The American presidential election is over, thank goodness, and I'm in the process of separating the important lessons from the emotional drama of the last few months.
On the journalism side, one of the most interesting topics has been the conflict between balance and fact-checking, which I find to be just as polarising as the Bias vs Objectivity debate in some cases (hi there, PolitiFact).
The issue was summed up in this article from The New York Times's public editor Margaret Sullivan. The rise of fact-checkers, she said, was "all a part of a movement — brought about, in part, by a more
demanding public, fueled by media critics, bloggers and denizens of the
social media world — to present the truth, not just conflicting
arguments leading to confusion."
Sullivan uses the example of a front-page article about voter fraud and vote suppression, which took a "balanced" approach despite there being no known evidence of in-person voter fraud. The reporter Ethan Bronner said "the purpose of this story was to step back and look at both sides, to lay it out," and national editor Sam Sifton said it was not the paper's job to litigate the argument: "We need to state what each side says."

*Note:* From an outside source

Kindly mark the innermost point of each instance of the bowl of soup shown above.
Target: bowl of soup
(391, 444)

I'm mostly on the "truth squad" side. If you don't include fact-checking in your reporting, you leave yourself vulnerable to politicians who manipulate the media with PR and spin.
At the same time, I can kind of see Bronner and Sifton's point: we do need to pay attention to what everyone is saying. You can't challenge a lying politician if you don't examine what the lie is and why it's effective - in this case, why accusations of voter fraud were so often aimed at poor, predominantly African-American districts.
Maybe Bronner meant for his story to be a starting point in a range of coverage that would provide the proper context. If so, he needed to make that clear from the beginning.
Another thing I've noticed is the rising popularity of fact-checking blogs, which is encouraging at first glance but deserves a bit of scrutiny. Sometimes these websites seem to be less about the broader truth and more about delivering public smackdowns to people we don't like. Which is more satisfying, after all: a nuanced rebuttal in the last paragraph of a news story, or a Pants On Fire! rating from PolitiFact?
It makes me worry that we're exposing fact-checking to the competition for page clicks and skewing yet another aspect of journalism toward sensationalism, which would create more confusion than clarity.